When I turn to the past, I see forty years of writing and argumentation: this has become my wealth. It has created for me a small name and a great trust with the people. Even now, I hold my hand on my heart, afraid to lose that wealth.
ZR: What do you think of poems that are ambiguous or can only be understood by an elite group of people?
AP: I don’t know whether it is a fortunate or an unfortunate thing that I don’t have any such poems! It might be a shortcoming. I’m not against any sort of poem. I’m always aligned with the idea of colorfulness; Kurdish poetry is enriched by colorfulness.
ZR: During the trial of Shiekh Saeed Piran, one of his judges said the Shiekh was not the only one responsible for Kurdish rebellion. Ahmed Xani’s Mem u Zin was another factor. I think it was Mayakovsky who told his enemies: I will destroy you with my poems. Do you think that poetry can have this role, that it can take on enemies and foment revolt? What kinds of messages does poetry carry today?
AP: In our Kurdistan, poems have always had a moral power that no one can ever take away. True, in every age there has been poor poetry, but the poetry of truth will always antagonize injustice and unfairness. I also say, with the process of democratization the role of poetry has been curtailed.
ZR: When do you usually write? Do you believe in inspiration and revelation?

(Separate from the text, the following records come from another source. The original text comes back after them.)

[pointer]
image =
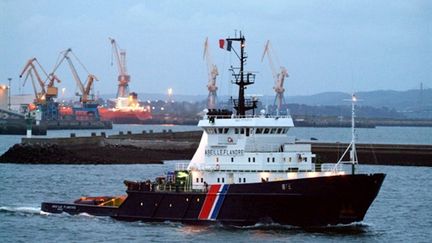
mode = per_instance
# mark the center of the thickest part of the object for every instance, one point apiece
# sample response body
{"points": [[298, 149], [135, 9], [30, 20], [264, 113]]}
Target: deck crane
{"points": [[85, 89], [31, 71], [212, 74], [50, 91], [279, 77], [124, 77]]}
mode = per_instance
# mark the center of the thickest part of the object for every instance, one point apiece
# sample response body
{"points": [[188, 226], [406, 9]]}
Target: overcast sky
{"points": [[325, 45]]}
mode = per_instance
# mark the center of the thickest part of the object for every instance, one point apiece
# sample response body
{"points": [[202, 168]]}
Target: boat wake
{"points": [[346, 229], [20, 210]]}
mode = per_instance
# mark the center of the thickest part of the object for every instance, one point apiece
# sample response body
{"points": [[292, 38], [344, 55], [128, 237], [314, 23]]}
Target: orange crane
{"points": [[124, 77], [86, 88], [212, 74], [45, 93], [279, 77]]}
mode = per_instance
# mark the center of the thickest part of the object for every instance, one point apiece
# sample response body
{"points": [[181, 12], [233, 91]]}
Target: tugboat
{"points": [[245, 171]]}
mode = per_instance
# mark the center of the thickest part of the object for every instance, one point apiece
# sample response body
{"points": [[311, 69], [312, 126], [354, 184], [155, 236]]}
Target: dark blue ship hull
{"points": [[329, 200]]}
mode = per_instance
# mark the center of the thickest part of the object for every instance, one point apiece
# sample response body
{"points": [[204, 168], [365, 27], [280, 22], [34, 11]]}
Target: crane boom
{"points": [[30, 67], [124, 77], [84, 89], [212, 75], [279, 77]]}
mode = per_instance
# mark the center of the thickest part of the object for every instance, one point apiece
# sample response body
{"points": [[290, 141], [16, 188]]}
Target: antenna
{"points": [[353, 152]]}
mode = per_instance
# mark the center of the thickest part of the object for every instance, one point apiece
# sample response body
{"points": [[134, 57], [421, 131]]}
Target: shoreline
{"points": [[154, 148]]}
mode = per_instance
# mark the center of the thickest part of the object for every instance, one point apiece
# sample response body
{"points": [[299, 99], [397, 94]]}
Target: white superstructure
{"points": [[247, 150]]}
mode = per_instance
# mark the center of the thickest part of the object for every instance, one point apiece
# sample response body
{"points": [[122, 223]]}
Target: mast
{"points": [[242, 79]]}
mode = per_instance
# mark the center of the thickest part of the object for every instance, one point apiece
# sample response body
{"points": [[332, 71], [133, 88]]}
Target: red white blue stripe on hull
{"points": [[213, 202]]}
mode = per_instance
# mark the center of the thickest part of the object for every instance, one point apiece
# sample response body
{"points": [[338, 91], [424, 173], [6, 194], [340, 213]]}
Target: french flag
{"points": [[225, 44]]}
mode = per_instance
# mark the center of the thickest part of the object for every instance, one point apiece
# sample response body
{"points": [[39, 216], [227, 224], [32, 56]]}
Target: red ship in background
{"points": [[127, 108]]}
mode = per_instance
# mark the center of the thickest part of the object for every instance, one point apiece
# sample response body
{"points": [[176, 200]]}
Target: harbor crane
{"points": [[86, 88], [278, 76], [212, 74], [45, 93], [124, 77]]}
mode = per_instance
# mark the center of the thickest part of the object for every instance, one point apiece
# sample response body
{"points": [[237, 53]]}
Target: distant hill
{"points": [[399, 100], [410, 100]]}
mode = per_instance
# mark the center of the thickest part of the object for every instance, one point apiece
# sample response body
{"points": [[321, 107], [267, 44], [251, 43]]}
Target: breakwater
{"points": [[149, 147]]}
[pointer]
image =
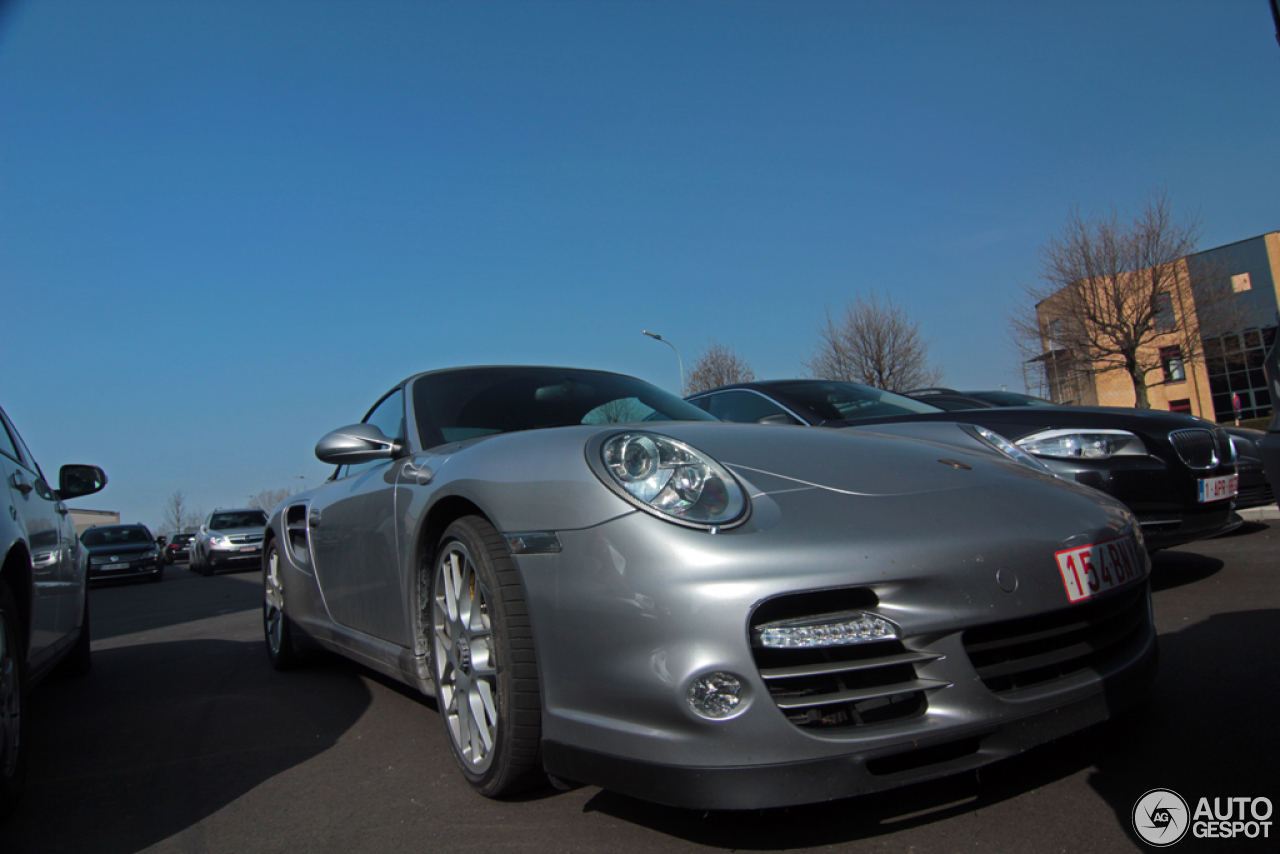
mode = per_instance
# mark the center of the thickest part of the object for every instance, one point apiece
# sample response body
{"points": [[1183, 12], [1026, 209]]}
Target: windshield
{"points": [[115, 535], [1010, 398], [240, 519], [836, 401], [457, 405]]}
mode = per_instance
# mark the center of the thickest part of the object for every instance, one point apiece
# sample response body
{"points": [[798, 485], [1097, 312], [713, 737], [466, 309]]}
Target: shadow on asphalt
{"points": [[124, 607], [179, 731], [1206, 730]]}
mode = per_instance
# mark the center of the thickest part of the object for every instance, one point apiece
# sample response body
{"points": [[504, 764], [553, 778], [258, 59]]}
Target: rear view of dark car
{"points": [[122, 552], [1174, 471]]}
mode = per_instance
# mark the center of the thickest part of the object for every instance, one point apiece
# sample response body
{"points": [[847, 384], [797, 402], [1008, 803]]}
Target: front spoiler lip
{"points": [[848, 775]]}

AP: I don’t have a specific time and place when I write poems. However, I’ve written most of my poems at the night’s end. Night is the mother to my poems and insomnia their nurse. But inspiration alone is not enough: writing poetry requires the right tackle and craft in every word, sound, comma, and dot.
ZR: In your perspective, what should the relationships between political parties, and between the authority and intellectuals, be?
AP: All of Kurdistan’s political parties are totalitarian; they are modeled after the communist parties. They don’t differ from those that existed in Baghdad, North Korea, Cuba, and Damascus. What I’m talking about is the rule of law and that doesn’t have any correlation with our system. We still don’t have a party modeled after the European parties that can draw distinctions between members and government officials.
During the Soviet period, there were many poets and writers whose work was published and translated into many languages with money stolen from the people by corrupt party members. Yet, when the Soviet Union dissolved, these writers were forgotten with the regime. Mandelstam, Gomilov, and Pasternak were the ones who became the unforgettables. And all of the party’s writers and intellectuals died in anonymity. The Soviet Union’s writers are a good example for us to learn from.
ZR: Have you written your memoirs or do you not intend to do that?
AP: It takes stability to do that. Until 1997, I was a refugee. Until lately my archive and my library have been scattered all over, every book in a different corner.